TCD-NPE: A Re-configurable and Efficient Neural Processing Engine, Powered by Novel Temporal-Carry-deferring MACs
This work addresses energy and performance bottlenecks for hardware accelerators in machine learning, though it appears incremental as it builds on existing neural processing engine designs with novel MAC and scheduling optimizations.
The paper tackles the problem of energy and performance inefficiency in neural processing engines by proposing a Temporal-Carry-deferring MAC (TCD-MAC) and a reconfigurable TCD-NPE, resulting in significant improvements in energy consumption and execution time compared to conventional MAC-based solutions.

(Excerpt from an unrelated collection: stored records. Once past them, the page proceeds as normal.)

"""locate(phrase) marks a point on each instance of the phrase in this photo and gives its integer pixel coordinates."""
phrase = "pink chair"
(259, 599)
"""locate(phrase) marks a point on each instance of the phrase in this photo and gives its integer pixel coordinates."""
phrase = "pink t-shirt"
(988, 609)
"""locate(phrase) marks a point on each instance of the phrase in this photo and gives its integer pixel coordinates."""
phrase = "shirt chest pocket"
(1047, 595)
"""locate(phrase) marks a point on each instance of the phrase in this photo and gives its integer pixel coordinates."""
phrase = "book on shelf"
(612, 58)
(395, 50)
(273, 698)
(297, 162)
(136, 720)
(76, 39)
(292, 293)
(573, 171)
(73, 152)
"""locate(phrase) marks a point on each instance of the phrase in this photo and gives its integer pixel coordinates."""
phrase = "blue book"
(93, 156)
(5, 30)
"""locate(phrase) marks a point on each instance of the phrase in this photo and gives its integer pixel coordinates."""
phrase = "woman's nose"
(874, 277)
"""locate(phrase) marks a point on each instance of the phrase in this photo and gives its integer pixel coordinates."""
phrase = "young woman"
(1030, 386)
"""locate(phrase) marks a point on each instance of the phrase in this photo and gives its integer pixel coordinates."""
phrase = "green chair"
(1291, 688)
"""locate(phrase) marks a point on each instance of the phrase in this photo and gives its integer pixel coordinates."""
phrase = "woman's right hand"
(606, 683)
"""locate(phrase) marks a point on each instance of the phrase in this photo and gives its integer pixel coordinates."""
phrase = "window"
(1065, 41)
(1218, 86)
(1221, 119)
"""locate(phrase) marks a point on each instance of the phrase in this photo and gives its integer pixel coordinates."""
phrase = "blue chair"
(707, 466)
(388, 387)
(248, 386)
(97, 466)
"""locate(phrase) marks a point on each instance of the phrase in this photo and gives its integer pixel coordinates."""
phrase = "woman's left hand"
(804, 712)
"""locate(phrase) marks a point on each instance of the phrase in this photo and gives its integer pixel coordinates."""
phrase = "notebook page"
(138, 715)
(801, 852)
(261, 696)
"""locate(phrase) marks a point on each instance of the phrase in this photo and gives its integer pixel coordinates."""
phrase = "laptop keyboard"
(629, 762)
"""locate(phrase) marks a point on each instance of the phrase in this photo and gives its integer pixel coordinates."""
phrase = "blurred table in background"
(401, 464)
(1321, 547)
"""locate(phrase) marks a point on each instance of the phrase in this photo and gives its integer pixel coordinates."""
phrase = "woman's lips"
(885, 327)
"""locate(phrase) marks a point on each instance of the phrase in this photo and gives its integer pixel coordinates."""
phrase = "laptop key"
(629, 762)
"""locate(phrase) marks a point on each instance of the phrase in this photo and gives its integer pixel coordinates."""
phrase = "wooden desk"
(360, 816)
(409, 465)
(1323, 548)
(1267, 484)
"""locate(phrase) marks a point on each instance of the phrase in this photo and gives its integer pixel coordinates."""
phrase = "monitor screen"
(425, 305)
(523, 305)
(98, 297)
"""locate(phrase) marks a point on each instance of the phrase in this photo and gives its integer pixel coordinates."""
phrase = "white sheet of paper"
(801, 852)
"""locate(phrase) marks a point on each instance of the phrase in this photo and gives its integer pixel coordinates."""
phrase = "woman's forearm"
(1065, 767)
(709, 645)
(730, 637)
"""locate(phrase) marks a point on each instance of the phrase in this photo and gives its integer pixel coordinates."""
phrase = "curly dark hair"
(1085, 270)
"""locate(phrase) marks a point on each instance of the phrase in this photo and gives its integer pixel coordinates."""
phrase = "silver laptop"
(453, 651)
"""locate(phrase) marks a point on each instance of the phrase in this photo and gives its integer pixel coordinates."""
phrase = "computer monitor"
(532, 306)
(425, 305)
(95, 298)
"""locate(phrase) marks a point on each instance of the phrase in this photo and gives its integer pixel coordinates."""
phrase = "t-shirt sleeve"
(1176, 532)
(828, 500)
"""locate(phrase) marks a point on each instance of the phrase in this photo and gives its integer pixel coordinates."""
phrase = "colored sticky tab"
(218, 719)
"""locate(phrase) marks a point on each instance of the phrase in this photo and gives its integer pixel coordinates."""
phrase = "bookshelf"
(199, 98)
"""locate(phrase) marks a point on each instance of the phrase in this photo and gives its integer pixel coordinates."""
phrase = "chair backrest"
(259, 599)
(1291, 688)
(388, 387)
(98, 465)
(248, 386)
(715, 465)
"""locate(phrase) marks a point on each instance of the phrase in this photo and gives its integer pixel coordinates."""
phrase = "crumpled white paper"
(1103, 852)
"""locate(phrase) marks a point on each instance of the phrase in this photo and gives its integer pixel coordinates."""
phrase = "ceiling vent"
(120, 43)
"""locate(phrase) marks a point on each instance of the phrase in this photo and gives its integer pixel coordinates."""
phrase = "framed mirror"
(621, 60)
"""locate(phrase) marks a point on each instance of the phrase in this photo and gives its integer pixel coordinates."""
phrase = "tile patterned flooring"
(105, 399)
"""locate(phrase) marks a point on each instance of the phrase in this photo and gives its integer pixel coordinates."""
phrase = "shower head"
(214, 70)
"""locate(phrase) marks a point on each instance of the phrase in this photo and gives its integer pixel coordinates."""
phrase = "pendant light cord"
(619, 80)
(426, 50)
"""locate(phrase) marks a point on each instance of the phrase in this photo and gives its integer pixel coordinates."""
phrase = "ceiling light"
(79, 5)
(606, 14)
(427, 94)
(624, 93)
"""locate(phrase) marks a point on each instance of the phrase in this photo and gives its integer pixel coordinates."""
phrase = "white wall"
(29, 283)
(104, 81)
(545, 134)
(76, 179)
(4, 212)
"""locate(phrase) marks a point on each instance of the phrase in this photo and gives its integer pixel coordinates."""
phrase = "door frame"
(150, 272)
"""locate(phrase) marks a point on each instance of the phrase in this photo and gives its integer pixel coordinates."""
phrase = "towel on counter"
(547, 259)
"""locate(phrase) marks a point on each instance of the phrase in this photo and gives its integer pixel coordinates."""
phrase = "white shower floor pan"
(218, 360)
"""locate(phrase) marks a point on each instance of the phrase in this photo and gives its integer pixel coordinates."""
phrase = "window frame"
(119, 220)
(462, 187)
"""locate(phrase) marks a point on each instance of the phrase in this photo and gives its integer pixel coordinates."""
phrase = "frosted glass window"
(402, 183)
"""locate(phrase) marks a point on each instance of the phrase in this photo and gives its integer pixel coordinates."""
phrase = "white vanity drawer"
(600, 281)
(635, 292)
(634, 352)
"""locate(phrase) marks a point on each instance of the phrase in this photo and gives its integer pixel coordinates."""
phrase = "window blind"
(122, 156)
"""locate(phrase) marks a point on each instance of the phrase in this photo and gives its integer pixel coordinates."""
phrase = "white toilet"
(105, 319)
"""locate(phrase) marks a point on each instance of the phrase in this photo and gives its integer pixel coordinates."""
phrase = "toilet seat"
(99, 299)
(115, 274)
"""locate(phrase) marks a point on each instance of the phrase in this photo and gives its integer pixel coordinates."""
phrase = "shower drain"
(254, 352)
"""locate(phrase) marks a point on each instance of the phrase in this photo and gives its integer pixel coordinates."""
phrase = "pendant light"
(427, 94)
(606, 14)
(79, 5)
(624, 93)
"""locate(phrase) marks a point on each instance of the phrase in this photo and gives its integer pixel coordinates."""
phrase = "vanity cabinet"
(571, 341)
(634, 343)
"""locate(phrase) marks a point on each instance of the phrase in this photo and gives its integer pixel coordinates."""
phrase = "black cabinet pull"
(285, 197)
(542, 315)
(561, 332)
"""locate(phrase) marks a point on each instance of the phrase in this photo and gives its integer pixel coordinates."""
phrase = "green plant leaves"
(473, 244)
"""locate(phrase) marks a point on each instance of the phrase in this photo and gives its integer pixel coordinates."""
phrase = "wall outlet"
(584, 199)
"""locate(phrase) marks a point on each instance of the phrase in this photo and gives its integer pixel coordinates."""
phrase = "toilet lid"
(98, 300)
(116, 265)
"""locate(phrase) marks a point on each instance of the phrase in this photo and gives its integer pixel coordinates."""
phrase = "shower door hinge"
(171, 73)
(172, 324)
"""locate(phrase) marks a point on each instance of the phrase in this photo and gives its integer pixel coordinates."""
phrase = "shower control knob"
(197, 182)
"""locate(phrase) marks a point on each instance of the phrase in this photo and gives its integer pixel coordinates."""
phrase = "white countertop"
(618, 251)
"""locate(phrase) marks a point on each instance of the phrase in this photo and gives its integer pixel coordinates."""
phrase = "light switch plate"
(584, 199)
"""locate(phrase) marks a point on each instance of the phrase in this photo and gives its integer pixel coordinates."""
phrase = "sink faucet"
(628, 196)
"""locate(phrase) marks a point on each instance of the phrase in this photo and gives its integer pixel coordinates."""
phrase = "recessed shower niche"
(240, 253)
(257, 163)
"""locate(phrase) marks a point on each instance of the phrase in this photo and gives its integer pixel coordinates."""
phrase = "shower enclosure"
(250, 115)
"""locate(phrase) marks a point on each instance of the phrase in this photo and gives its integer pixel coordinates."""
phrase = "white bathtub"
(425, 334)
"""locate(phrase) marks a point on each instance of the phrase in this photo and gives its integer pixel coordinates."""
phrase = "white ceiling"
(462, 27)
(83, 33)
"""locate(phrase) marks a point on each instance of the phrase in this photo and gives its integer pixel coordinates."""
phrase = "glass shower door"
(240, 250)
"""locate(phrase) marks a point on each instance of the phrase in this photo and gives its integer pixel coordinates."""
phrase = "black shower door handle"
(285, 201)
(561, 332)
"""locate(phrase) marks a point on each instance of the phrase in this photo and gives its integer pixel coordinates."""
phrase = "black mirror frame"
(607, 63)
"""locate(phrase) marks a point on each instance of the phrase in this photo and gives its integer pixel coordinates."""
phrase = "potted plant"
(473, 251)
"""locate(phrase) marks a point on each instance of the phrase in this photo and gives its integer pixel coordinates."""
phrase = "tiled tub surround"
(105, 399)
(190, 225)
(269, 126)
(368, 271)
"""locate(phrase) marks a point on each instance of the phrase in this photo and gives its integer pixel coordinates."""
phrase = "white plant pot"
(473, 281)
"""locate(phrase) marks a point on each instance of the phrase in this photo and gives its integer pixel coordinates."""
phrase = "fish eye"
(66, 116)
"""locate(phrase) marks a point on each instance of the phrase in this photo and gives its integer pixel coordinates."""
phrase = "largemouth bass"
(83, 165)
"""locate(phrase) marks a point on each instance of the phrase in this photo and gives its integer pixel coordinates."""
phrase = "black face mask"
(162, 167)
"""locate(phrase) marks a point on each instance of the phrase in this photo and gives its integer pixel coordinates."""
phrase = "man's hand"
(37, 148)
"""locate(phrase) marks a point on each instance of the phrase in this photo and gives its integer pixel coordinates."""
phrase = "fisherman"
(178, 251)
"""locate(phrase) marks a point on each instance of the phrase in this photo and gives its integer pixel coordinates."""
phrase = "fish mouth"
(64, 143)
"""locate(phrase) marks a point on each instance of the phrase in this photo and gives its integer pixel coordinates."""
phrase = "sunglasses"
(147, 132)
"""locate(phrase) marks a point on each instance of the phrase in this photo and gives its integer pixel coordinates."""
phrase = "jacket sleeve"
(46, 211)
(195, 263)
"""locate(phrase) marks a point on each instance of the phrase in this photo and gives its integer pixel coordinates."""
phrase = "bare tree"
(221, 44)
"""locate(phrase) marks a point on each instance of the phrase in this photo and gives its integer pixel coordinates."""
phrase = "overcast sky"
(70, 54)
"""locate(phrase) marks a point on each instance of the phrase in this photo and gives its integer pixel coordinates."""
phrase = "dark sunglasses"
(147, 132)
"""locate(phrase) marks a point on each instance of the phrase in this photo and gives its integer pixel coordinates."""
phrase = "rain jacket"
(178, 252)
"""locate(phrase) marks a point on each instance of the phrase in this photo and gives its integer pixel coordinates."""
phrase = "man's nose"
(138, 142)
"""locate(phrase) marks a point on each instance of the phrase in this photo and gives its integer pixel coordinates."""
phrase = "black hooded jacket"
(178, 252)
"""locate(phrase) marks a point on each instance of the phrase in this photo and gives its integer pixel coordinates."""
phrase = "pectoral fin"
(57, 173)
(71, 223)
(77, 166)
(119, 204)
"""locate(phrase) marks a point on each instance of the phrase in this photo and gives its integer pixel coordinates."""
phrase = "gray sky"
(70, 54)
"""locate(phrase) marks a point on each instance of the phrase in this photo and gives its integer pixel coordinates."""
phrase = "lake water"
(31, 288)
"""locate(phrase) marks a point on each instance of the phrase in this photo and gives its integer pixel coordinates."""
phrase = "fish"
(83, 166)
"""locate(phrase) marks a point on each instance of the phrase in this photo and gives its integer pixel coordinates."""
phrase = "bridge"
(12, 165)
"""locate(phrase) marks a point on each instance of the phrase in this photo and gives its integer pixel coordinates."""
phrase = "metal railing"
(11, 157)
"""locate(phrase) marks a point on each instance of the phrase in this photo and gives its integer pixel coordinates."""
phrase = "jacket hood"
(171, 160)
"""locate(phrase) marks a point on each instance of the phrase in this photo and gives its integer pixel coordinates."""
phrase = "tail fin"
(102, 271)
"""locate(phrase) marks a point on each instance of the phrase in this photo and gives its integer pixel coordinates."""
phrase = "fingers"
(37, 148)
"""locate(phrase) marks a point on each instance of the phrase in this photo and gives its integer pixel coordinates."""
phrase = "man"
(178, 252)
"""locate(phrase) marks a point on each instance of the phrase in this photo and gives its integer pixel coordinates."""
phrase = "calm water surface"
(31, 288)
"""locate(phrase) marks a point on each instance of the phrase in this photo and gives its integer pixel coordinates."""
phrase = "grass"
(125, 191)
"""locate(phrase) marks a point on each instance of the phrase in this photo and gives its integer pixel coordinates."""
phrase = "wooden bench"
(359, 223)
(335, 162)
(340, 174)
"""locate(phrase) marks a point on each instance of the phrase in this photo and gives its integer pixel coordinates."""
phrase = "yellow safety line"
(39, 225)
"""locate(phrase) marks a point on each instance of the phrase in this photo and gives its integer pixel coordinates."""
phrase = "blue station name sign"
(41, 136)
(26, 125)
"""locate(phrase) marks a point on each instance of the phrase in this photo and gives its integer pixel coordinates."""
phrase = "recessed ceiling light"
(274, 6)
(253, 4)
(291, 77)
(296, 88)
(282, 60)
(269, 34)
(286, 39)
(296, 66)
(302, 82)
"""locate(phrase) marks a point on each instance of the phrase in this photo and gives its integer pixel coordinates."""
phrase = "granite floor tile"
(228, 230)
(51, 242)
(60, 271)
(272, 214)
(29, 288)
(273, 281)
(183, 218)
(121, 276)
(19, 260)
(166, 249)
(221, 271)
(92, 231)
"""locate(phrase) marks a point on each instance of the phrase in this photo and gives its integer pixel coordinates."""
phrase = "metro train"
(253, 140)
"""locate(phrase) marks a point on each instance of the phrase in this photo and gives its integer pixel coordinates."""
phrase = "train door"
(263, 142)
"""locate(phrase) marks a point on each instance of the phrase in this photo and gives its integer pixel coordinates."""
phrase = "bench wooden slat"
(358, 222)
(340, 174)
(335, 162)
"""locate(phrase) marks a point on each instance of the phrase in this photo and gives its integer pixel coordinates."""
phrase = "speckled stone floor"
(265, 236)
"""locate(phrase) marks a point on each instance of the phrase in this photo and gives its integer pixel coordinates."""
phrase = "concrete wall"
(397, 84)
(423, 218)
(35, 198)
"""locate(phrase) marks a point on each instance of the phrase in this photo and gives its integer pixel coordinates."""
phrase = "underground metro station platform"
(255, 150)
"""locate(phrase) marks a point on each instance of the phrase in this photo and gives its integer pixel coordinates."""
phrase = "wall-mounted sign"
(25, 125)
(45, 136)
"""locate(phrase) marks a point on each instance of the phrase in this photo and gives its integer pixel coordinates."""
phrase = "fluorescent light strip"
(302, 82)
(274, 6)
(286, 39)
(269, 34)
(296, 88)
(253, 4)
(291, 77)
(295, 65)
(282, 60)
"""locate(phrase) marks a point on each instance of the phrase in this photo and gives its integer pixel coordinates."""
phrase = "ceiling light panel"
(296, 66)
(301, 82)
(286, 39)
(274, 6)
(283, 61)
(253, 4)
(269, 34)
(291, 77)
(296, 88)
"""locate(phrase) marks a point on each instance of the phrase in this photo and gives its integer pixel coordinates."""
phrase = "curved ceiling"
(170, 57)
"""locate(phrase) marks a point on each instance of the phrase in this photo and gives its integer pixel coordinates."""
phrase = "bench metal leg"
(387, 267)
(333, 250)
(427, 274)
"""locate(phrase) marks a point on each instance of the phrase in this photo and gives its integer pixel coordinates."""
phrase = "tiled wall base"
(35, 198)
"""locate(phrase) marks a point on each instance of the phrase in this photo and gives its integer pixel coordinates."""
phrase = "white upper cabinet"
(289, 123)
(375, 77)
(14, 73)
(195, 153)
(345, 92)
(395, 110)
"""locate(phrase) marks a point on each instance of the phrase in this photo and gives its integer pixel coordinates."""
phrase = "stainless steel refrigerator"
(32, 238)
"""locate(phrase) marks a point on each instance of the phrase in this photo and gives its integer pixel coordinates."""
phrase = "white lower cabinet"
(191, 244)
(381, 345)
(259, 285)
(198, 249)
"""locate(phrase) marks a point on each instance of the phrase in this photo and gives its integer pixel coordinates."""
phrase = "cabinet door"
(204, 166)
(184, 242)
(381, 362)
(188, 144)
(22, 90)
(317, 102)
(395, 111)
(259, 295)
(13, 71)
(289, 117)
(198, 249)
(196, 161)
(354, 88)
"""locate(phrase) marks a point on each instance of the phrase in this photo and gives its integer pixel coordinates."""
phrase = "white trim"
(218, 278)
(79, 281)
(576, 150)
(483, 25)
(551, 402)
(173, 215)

In this paper, we first propose the design of Temporal-Carry-deferring MAC (TCD-MAC) and illustrate how our proposed solution can gain significant energy and performance benefit when utilized to process a stream of input data. We then propose using the TCD-MAC to build a reconfigurable, high speed, and low power Neural Processing Engine (TCD-NPE). We, further, propose a novel scheduler that lists the sequence of needed processing events to process an MLP model in the least number of computational rounds in our proposed TCD-NPE. We illustrate that our proposed TCD-NPE significantly outperform similar neural processing solutions that use conventional MACs in terms of both energy consumption and execution time.